The increases make it more expensive for lenders to borrow money on the money markers, which leads to the higher mortgage rates for customers.
Is it still a good idea to remortgage?
Despite the increase in mortgage rates seen since December last year, it is still definitely worth remortgaging if you are coming to the end of your current deal.
The average standard variable rate, which is the rate that lenders put you on if you don’t remortgage, has reached 5.4%, the highest level since December 2008.
This rate has seen a continuous growth for nine consecutive months, rising by 0.23% in August, the largest monthly jump ever recorded by Moneyfacts, which started keeping records in December 2007.
The rising rate isn’t expected to slow down any time soon, as standard variable rates typically move up and down in line with changes to the base rate.
Although interest on the average two-year fixed rate mortgage has now reached 4.24%, homeowners with a £200,000 mortgage could still save £136 a month by choosing to remortgage, rather than sitting on their lender’s standard variable rate.

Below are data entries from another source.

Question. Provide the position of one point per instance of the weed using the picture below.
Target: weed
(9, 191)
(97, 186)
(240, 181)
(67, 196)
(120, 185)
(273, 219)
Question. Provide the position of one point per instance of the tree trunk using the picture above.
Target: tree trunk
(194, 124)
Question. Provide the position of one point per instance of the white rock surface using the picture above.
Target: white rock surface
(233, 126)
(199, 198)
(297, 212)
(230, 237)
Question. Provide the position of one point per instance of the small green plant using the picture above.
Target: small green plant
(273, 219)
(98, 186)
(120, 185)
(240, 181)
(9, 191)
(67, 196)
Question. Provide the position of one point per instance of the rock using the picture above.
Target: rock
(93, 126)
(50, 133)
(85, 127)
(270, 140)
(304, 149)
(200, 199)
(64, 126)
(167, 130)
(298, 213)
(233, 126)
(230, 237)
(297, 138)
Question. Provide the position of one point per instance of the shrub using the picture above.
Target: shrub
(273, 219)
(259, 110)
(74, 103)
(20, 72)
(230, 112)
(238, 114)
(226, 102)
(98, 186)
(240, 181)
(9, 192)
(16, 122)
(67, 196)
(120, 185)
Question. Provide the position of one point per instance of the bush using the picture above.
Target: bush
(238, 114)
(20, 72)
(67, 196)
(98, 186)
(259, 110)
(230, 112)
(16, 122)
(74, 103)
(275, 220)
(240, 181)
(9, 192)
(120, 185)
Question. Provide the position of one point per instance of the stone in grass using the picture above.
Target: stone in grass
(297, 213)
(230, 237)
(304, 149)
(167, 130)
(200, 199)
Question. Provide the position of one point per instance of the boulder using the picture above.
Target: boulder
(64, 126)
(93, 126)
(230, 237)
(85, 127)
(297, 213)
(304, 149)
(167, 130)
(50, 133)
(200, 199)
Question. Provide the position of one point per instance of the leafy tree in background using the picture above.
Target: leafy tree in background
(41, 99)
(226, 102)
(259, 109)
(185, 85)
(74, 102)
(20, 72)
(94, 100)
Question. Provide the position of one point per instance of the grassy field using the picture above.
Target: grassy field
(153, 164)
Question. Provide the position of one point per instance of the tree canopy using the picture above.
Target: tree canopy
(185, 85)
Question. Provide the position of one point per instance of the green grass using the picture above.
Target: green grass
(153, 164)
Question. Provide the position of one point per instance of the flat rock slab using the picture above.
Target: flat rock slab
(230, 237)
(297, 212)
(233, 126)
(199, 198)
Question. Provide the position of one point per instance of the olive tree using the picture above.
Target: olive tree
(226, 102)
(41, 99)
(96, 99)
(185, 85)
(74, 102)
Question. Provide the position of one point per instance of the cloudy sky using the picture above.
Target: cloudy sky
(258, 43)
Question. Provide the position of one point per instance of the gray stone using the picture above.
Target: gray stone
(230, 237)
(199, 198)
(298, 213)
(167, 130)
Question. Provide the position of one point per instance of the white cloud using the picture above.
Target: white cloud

This is without even factoring in future interest rate rises.
The advantages of remortgaging
The main benefit to remortgaging is being able to save money by switching to a cheaper deal.
When your fixed, tracker or discounted mortgage deal ends, you will no longer benefit from a preferential rate. Instead, you will automatically move onto your lender’s standard variable rate, and your payments are likely to jump.
Another advantage of remortgaging is that you can ask to borrow more money to carry out home improvements, which will secure a healthy investment in the long run.
You can also lower or increase your mortgage term when you remortgage if you meet the bank’s eligibility criteria, which will further lower your monthly spends.